Hoopsters get walkoverAdding more salt to the wound caused by disappointing performances in the 17th Asian Games, two Nepali wushu players went missing here on Thursday in Incheon.
The act from the wushu players, who were schedule to return home on Thursday, is the second such incident in two days after a Sepak Takraw player Aman Pode also went missing on Wednesday.
Sombir Tamang and Nirajan Ale Magar have added to the list of fugitives bringing shame to the country. Report of the missing Nepalese players was carried out by the local televisions and other news media here. South Korean police and the Games organising committee are looking for their whereabouts.
In the competition itself, the dismal performance from the Games’ sixth biggest contingent continued with swimmers, shuttlers, tennis players and golfers giving a poor show. In the women’s basketball, Nepal earned a bye from Qatari team, who opted against competing in protest over hijab ban.

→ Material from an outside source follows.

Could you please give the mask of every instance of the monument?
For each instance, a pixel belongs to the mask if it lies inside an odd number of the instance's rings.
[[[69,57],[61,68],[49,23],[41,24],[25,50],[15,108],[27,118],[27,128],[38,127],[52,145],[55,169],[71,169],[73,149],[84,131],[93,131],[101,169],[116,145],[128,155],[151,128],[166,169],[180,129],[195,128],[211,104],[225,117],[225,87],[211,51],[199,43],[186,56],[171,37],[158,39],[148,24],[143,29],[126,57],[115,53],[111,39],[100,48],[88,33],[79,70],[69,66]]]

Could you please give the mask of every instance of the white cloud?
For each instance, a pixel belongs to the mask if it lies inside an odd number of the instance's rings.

While none of the players and officials appeared to have been aware of Pode’s intention of hiding in Korea, it looks like the wushu team manager Chandra Tamang knew about Tamang and Ale Magar’s plan.

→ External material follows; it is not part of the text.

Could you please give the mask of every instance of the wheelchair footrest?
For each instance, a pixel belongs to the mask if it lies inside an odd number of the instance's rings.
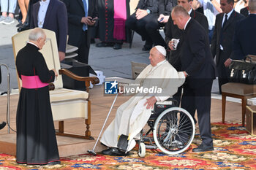
[[[117,143],[117,147],[122,151],[127,151],[128,147],[128,136],[121,134]]]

After both of the players were absent at a farewell programme, Nepal Olympic Committee (NOC) officials interrogated manager Tamang who revealed that Sombir had already left on Tuesday and Ale Magar on Wednesday. Ale Magar is a thaulo player who represents Nepal APF Club in the domestic events, while a resident of Sindhupalchowk, Sombir, competes in sansau below-65kg event.
Nepal’s Chef-de-Mission Chhimmi Urgen Gurung said the players have defamed the country. “There seems to be lapses from the officials of concerned discipline. It seems the officials themselves are helping the players to escape,” said Gurung.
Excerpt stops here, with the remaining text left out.